Friday, July 10, 2009

Being God is Hell

Judaism has a saying, “Everything is foreseen, and free will is given” (Pirke Avot 3:19). This is supposed to answer the paradox of an all-knowing God and a free-willing humanity. If you are free to do what you want, God cannot know in advance what you will, and hence is not all-knowing. If God is all knowing and knows in advance everything you will ever do, then you really aren’t free to do otherwise.

Some people try and finesse this by saying that since you don’t know what you will do, you still have to make a choice, even if God already knows the choice you are going to make. This makes free will conditioned on ignorance. While you may not know what choice you are going to make, God does—not because God willed it, but because God knows the future. It might be the best we can do, and while this may solve the problem from the human perspective, it doesn’t do God any good at all.

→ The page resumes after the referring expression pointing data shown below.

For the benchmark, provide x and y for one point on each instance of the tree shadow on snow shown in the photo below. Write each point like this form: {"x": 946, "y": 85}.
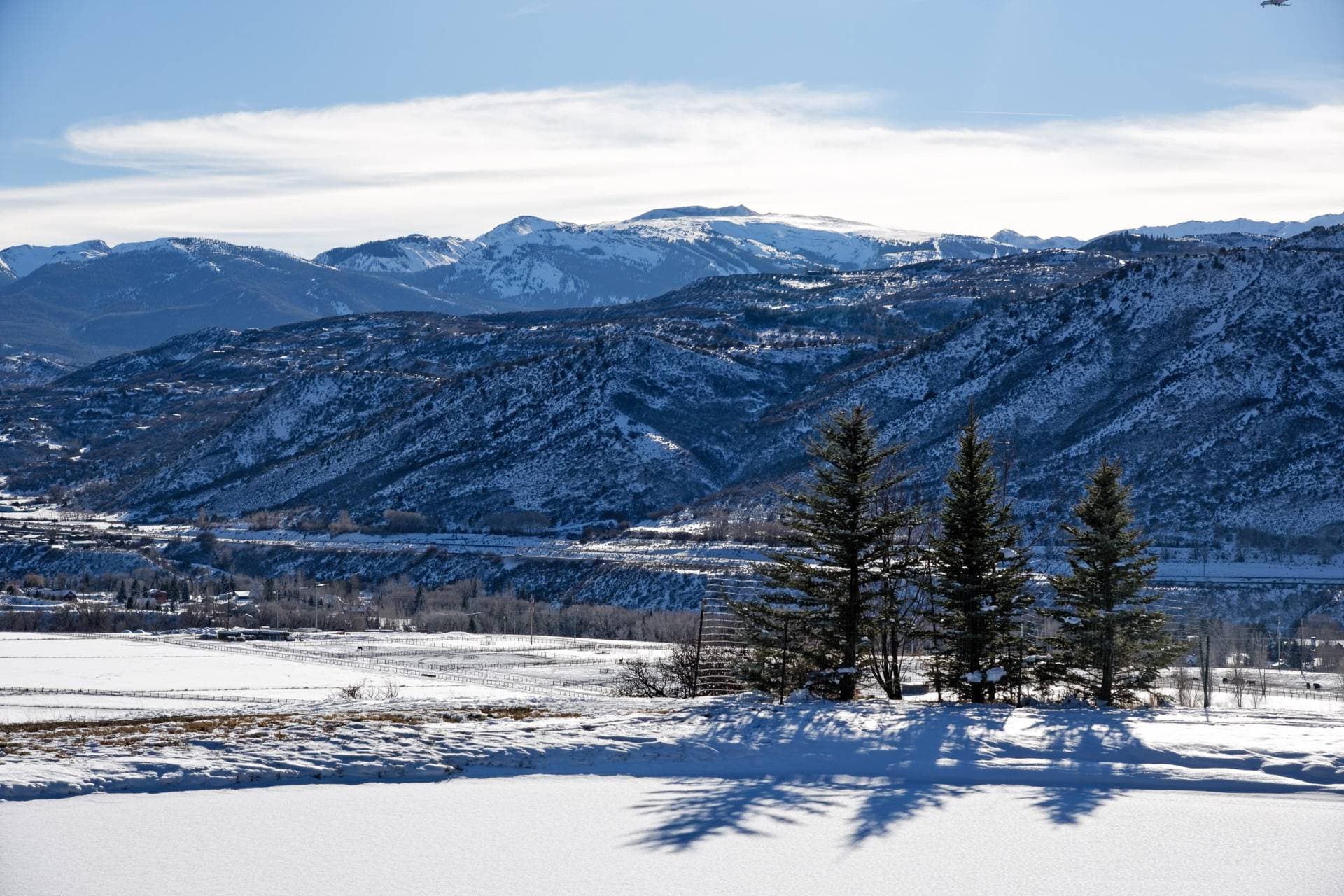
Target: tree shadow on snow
{"x": 796, "y": 763}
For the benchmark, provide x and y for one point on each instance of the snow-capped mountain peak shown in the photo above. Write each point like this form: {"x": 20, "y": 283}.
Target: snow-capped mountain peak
{"x": 1035, "y": 244}
{"x": 695, "y": 211}
{"x": 24, "y": 260}
{"x": 515, "y": 227}
{"x": 401, "y": 255}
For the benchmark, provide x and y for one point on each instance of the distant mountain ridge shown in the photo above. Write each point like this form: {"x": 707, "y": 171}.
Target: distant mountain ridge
{"x": 540, "y": 264}
{"x": 24, "y": 260}
{"x": 1241, "y": 226}
{"x": 1218, "y": 378}
{"x": 84, "y": 301}
{"x": 403, "y": 255}
{"x": 139, "y": 295}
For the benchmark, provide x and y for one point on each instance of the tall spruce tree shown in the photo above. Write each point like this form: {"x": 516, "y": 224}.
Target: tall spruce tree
{"x": 1110, "y": 644}
{"x": 980, "y": 577}
{"x": 820, "y": 592}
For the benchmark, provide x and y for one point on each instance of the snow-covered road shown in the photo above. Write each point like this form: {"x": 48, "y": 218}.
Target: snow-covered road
{"x": 597, "y": 834}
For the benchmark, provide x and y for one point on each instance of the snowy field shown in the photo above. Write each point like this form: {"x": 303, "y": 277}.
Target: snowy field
{"x": 588, "y": 834}
{"x": 102, "y": 676}
{"x": 562, "y": 789}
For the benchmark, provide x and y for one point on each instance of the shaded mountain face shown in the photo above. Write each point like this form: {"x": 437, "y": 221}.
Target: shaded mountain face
{"x": 24, "y": 260}
{"x": 581, "y": 414}
{"x": 1218, "y": 379}
{"x": 24, "y": 368}
{"x": 143, "y": 293}
{"x": 536, "y": 264}
{"x": 1241, "y": 226}
{"x": 1215, "y": 378}
{"x": 1138, "y": 245}
{"x": 403, "y": 255}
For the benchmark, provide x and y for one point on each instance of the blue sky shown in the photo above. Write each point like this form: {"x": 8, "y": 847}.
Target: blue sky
{"x": 1081, "y": 71}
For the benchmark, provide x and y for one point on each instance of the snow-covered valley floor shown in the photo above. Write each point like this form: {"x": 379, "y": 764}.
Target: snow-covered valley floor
{"x": 600, "y": 833}
{"x": 476, "y": 790}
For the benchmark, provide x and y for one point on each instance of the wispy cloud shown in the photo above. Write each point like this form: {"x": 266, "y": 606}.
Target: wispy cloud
{"x": 307, "y": 179}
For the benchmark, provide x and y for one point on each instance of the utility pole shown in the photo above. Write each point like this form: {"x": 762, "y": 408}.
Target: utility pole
{"x": 1278, "y": 637}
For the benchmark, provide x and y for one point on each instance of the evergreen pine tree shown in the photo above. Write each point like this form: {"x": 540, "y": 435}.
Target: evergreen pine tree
{"x": 980, "y": 577}
{"x": 1110, "y": 643}
{"x": 822, "y": 589}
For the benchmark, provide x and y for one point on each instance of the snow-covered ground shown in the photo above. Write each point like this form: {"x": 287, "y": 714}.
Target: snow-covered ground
{"x": 101, "y": 676}
{"x": 488, "y": 790}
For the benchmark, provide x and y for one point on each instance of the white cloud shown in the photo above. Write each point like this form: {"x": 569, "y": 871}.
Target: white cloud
{"x": 305, "y": 181}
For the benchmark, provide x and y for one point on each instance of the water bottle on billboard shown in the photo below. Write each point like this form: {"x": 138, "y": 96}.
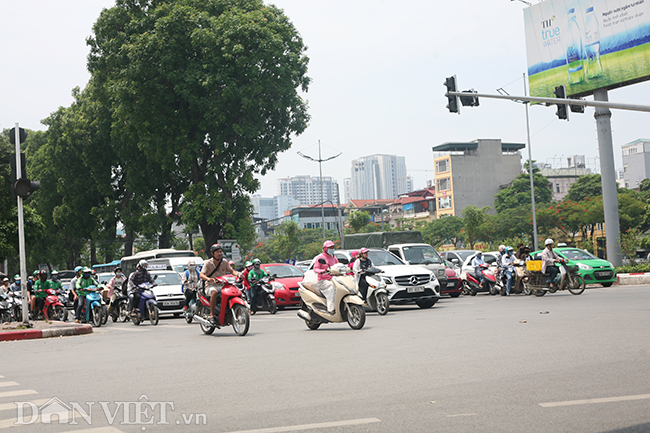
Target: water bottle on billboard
{"x": 592, "y": 45}
{"x": 574, "y": 57}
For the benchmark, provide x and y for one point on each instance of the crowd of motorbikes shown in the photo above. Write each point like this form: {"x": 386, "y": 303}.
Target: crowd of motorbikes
{"x": 493, "y": 280}
{"x": 234, "y": 305}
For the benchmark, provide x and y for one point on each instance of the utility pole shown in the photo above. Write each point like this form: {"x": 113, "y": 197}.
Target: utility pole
{"x": 320, "y": 161}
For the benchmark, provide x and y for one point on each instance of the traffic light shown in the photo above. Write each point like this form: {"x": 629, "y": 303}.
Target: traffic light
{"x": 20, "y": 185}
{"x": 450, "y": 83}
{"x": 469, "y": 100}
{"x": 562, "y": 111}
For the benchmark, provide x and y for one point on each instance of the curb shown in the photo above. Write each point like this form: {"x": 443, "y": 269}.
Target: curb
{"x": 29, "y": 334}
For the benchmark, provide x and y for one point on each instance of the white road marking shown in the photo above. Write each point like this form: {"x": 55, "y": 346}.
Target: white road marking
{"x": 17, "y": 393}
{"x": 9, "y": 406}
{"x": 596, "y": 400}
{"x": 312, "y": 426}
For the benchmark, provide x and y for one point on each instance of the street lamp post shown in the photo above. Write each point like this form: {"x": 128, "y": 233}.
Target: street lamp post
{"x": 320, "y": 160}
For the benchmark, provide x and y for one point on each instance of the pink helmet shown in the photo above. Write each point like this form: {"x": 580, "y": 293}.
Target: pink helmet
{"x": 327, "y": 245}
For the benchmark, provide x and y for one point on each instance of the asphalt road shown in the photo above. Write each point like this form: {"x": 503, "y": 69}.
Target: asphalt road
{"x": 560, "y": 363}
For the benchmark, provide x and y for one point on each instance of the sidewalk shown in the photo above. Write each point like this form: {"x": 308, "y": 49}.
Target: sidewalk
{"x": 42, "y": 329}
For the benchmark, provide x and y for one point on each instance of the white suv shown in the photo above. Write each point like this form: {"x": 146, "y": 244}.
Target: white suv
{"x": 405, "y": 283}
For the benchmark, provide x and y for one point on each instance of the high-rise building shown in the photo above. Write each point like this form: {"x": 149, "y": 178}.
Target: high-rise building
{"x": 636, "y": 162}
{"x": 307, "y": 189}
{"x": 378, "y": 177}
{"x": 473, "y": 173}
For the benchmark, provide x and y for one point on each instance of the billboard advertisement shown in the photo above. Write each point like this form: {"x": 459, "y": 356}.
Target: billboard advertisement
{"x": 587, "y": 45}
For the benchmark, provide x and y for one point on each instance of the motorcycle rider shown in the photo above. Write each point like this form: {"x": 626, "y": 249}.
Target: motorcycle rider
{"x": 325, "y": 284}
{"x": 141, "y": 275}
{"x": 244, "y": 278}
{"x": 361, "y": 264}
{"x": 37, "y": 301}
{"x": 477, "y": 261}
{"x": 114, "y": 283}
{"x": 190, "y": 282}
{"x": 81, "y": 285}
{"x": 506, "y": 262}
{"x": 212, "y": 269}
{"x": 549, "y": 259}
{"x": 254, "y": 275}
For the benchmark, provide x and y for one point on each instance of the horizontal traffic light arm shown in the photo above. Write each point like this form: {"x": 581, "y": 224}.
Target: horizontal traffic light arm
{"x": 555, "y": 101}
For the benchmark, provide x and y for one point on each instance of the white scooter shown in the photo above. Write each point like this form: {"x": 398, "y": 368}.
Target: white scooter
{"x": 349, "y": 306}
{"x": 377, "y": 295}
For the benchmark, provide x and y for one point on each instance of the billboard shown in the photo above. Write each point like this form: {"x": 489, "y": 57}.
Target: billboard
{"x": 587, "y": 45}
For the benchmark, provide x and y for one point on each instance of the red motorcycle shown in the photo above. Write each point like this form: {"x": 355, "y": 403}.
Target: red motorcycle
{"x": 471, "y": 285}
{"x": 233, "y": 310}
{"x": 53, "y": 308}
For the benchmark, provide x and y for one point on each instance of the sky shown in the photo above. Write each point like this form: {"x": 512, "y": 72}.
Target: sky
{"x": 377, "y": 66}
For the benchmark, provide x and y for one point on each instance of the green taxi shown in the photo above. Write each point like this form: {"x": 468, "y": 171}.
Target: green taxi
{"x": 592, "y": 269}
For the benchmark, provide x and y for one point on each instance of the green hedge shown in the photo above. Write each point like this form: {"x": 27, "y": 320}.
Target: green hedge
{"x": 627, "y": 269}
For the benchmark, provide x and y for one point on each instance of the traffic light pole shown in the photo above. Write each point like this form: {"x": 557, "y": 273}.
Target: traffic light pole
{"x": 21, "y": 238}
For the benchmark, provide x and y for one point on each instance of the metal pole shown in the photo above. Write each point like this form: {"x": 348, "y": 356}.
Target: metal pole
{"x": 21, "y": 234}
{"x": 608, "y": 179}
{"x": 322, "y": 203}
{"x": 530, "y": 171}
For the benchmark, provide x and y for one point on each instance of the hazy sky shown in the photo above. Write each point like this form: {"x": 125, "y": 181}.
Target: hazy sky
{"x": 377, "y": 68}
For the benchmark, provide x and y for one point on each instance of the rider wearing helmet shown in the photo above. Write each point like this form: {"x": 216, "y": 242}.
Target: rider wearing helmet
{"x": 82, "y": 284}
{"x": 506, "y": 262}
{"x": 212, "y": 269}
{"x": 549, "y": 259}
{"x": 40, "y": 287}
{"x": 325, "y": 284}
{"x": 254, "y": 275}
{"x": 190, "y": 282}
{"x": 362, "y": 263}
{"x": 141, "y": 275}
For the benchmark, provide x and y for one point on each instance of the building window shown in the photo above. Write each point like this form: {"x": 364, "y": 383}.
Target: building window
{"x": 444, "y": 202}
{"x": 442, "y": 166}
{"x": 443, "y": 184}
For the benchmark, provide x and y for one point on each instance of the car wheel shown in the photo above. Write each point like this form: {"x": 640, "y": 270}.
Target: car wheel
{"x": 427, "y": 303}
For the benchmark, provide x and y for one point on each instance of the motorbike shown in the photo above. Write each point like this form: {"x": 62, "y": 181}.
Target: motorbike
{"x": 5, "y": 308}
{"x": 471, "y": 285}
{"x": 147, "y": 307}
{"x": 265, "y": 295}
{"x": 570, "y": 280}
{"x": 94, "y": 310}
{"x": 349, "y": 306}
{"x": 120, "y": 306}
{"x": 232, "y": 310}
{"x": 377, "y": 295}
{"x": 519, "y": 280}
{"x": 53, "y": 308}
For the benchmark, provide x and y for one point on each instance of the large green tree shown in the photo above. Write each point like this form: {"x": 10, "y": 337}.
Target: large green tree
{"x": 205, "y": 94}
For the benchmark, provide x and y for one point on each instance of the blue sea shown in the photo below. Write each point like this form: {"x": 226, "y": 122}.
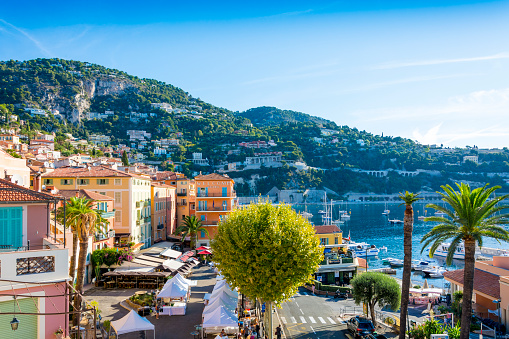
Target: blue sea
{"x": 367, "y": 224}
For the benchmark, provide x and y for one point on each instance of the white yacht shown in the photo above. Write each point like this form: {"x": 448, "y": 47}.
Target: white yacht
{"x": 443, "y": 248}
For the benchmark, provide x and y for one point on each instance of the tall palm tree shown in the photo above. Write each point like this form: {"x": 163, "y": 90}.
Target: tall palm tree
{"x": 408, "y": 224}
{"x": 85, "y": 220}
{"x": 190, "y": 226}
{"x": 471, "y": 216}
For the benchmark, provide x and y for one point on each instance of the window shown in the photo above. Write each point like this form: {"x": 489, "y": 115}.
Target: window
{"x": 118, "y": 216}
{"x": 102, "y": 181}
{"x": 66, "y": 181}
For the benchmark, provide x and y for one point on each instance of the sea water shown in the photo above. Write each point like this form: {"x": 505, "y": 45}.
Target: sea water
{"x": 367, "y": 224}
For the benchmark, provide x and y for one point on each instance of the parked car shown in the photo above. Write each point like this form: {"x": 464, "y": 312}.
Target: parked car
{"x": 360, "y": 327}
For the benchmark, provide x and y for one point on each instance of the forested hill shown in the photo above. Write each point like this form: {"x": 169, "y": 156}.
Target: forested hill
{"x": 91, "y": 101}
{"x": 267, "y": 116}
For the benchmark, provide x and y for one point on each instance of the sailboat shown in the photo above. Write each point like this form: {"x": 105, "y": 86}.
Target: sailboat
{"x": 386, "y": 211}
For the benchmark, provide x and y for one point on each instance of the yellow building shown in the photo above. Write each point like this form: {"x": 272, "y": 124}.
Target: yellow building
{"x": 131, "y": 194}
{"x": 163, "y": 210}
{"x": 215, "y": 199}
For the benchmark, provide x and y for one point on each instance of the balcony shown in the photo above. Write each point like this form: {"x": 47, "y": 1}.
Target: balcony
{"x": 107, "y": 215}
{"x": 336, "y": 260}
{"x": 34, "y": 266}
{"x": 214, "y": 209}
{"x": 216, "y": 195}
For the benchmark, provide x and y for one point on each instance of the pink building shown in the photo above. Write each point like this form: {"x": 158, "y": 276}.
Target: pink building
{"x": 34, "y": 265}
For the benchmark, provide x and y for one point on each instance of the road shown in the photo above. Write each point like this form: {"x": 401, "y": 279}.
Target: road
{"x": 308, "y": 316}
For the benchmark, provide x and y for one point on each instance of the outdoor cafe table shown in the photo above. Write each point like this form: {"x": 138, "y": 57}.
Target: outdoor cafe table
{"x": 176, "y": 309}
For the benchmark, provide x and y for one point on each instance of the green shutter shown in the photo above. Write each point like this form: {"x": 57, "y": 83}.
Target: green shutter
{"x": 27, "y": 323}
{"x": 11, "y": 226}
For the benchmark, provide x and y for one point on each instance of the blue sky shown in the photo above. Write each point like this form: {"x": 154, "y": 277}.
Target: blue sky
{"x": 432, "y": 71}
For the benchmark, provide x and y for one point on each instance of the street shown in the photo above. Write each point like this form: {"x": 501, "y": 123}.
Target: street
{"x": 308, "y": 316}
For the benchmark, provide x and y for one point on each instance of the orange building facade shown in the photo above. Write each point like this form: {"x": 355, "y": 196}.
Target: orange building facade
{"x": 215, "y": 199}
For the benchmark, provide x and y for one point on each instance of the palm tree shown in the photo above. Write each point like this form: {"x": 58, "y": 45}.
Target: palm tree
{"x": 85, "y": 220}
{"x": 190, "y": 226}
{"x": 409, "y": 199}
{"x": 472, "y": 216}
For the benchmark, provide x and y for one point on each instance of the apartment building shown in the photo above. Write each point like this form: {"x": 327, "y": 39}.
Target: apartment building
{"x": 131, "y": 193}
{"x": 35, "y": 269}
{"x": 164, "y": 216}
{"x": 215, "y": 199}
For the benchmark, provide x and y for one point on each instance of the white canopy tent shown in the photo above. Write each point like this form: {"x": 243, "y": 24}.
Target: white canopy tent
{"x": 132, "y": 322}
{"x": 173, "y": 264}
{"x": 189, "y": 282}
{"x": 229, "y": 304}
{"x": 220, "y": 318}
{"x": 170, "y": 253}
{"x": 224, "y": 289}
{"x": 173, "y": 289}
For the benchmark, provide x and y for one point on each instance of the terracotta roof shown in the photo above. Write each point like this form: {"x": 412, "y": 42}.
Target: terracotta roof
{"x": 10, "y": 192}
{"x": 324, "y": 229}
{"x": 86, "y": 172}
{"x": 165, "y": 175}
{"x": 212, "y": 176}
{"x": 484, "y": 282}
{"x": 82, "y": 193}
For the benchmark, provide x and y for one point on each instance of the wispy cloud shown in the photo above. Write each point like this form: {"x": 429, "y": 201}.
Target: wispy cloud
{"x": 36, "y": 42}
{"x": 504, "y": 55}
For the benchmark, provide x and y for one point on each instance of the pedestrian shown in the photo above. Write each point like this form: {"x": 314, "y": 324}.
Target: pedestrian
{"x": 278, "y": 332}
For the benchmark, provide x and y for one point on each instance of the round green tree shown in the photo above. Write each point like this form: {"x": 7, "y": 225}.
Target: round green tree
{"x": 267, "y": 251}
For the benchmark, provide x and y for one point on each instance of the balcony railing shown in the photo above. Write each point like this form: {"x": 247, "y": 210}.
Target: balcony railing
{"x": 216, "y": 195}
{"x": 337, "y": 261}
{"x": 34, "y": 266}
{"x": 213, "y": 209}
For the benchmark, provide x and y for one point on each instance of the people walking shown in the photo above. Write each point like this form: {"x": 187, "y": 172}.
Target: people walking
{"x": 278, "y": 332}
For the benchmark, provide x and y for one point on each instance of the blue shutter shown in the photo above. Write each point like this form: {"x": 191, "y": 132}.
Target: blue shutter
{"x": 11, "y": 226}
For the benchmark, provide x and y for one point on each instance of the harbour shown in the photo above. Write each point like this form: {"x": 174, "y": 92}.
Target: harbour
{"x": 370, "y": 223}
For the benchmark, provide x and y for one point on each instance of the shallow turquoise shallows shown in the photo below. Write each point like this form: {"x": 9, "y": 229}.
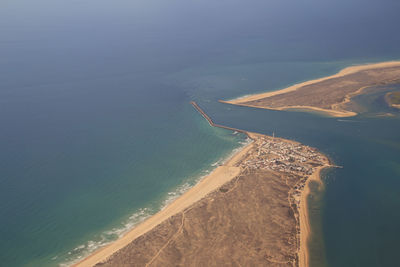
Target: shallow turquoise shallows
{"x": 97, "y": 132}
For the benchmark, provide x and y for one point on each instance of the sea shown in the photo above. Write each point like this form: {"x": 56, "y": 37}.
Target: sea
{"x": 97, "y": 132}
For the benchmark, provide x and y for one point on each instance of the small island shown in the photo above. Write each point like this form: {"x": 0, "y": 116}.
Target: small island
{"x": 329, "y": 95}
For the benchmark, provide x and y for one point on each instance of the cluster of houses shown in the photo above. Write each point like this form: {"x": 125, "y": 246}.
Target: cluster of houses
{"x": 283, "y": 156}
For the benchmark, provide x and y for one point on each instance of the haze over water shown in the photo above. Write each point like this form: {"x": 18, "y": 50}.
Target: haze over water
{"x": 97, "y": 131}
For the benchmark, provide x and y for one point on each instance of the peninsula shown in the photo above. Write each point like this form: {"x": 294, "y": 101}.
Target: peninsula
{"x": 329, "y": 95}
{"x": 250, "y": 211}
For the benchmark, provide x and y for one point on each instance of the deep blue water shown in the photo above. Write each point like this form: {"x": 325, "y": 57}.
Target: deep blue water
{"x": 97, "y": 131}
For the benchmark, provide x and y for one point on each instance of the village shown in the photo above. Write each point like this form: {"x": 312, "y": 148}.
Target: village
{"x": 284, "y": 156}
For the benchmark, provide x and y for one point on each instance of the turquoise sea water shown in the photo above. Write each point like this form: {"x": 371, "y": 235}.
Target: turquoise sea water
{"x": 97, "y": 131}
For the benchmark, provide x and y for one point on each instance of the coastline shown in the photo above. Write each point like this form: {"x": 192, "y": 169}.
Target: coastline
{"x": 305, "y": 228}
{"x": 218, "y": 177}
{"x": 232, "y": 168}
{"x": 336, "y": 111}
{"x": 221, "y": 176}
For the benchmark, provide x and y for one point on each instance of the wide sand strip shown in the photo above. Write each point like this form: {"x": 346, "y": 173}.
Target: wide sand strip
{"x": 335, "y": 110}
{"x": 215, "y": 180}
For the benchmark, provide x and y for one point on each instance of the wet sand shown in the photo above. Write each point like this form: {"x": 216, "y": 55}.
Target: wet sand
{"x": 245, "y": 200}
{"x": 349, "y": 86}
{"x": 305, "y": 229}
{"x": 216, "y": 179}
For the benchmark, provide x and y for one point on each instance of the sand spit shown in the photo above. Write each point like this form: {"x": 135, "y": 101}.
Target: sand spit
{"x": 328, "y": 95}
{"x": 252, "y": 211}
{"x": 220, "y": 176}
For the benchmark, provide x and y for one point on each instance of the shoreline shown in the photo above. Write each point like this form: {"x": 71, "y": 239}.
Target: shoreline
{"x": 218, "y": 177}
{"x": 336, "y": 111}
{"x": 232, "y": 168}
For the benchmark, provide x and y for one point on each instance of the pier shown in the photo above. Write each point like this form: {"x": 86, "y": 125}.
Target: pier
{"x": 211, "y": 122}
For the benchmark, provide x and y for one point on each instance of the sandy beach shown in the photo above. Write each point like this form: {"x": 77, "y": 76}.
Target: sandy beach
{"x": 216, "y": 179}
{"x": 335, "y": 109}
{"x": 305, "y": 229}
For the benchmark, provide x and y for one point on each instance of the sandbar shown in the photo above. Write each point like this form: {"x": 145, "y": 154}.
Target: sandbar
{"x": 328, "y": 95}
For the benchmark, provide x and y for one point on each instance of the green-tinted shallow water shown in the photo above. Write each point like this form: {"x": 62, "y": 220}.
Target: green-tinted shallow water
{"x": 97, "y": 131}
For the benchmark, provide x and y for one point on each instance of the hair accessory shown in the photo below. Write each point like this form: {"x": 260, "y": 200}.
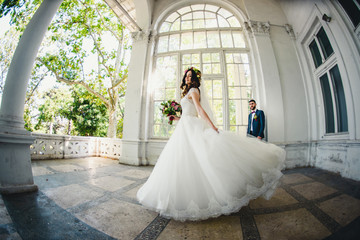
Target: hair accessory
{"x": 197, "y": 71}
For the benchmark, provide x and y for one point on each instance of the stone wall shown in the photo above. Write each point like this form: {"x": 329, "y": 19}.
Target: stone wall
{"x": 47, "y": 146}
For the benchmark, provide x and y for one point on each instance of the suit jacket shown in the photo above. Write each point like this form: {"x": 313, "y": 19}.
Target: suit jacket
{"x": 258, "y": 124}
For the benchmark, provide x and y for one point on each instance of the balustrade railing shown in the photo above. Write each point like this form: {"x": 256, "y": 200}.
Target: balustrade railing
{"x": 48, "y": 146}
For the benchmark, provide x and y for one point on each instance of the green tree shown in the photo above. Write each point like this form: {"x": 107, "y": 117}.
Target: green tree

What must it be like being God and knowing in advance everything that is going to happen? You get up one morning and plan to look in your friends to see what they are up to, but then you remember that you already know. The same is true of your enemies, the weather, politics, and cosmic disasters. You know everything that will ever happen long before it actually happens. Everything to God is a rerun. God is stuck with eternal life without a single surprise. That is hell. God is trapped in eternal boredom. Why would anyone invent a God like this?

If I were going to invent a God I would imagine one who didn’t know what was going to happen from one minute to the next. Sure s/he might make predictions based on the past, but the opportunity for surprise would always be there. This might make each day worth creating. If you knew how everyday would turn out I advance you probably wouldn’t bother making any day at all.

No, my God wouldn’t have a clue. Much like the God in the Hebrew Bible. He never seems to know what the people are going to do. And when he takes action he is often surprised at the results. Sometimes he wishes he never created humans in the first place. He loves people and he hates people, and he is having a ball blessing and cursing and saving and killing.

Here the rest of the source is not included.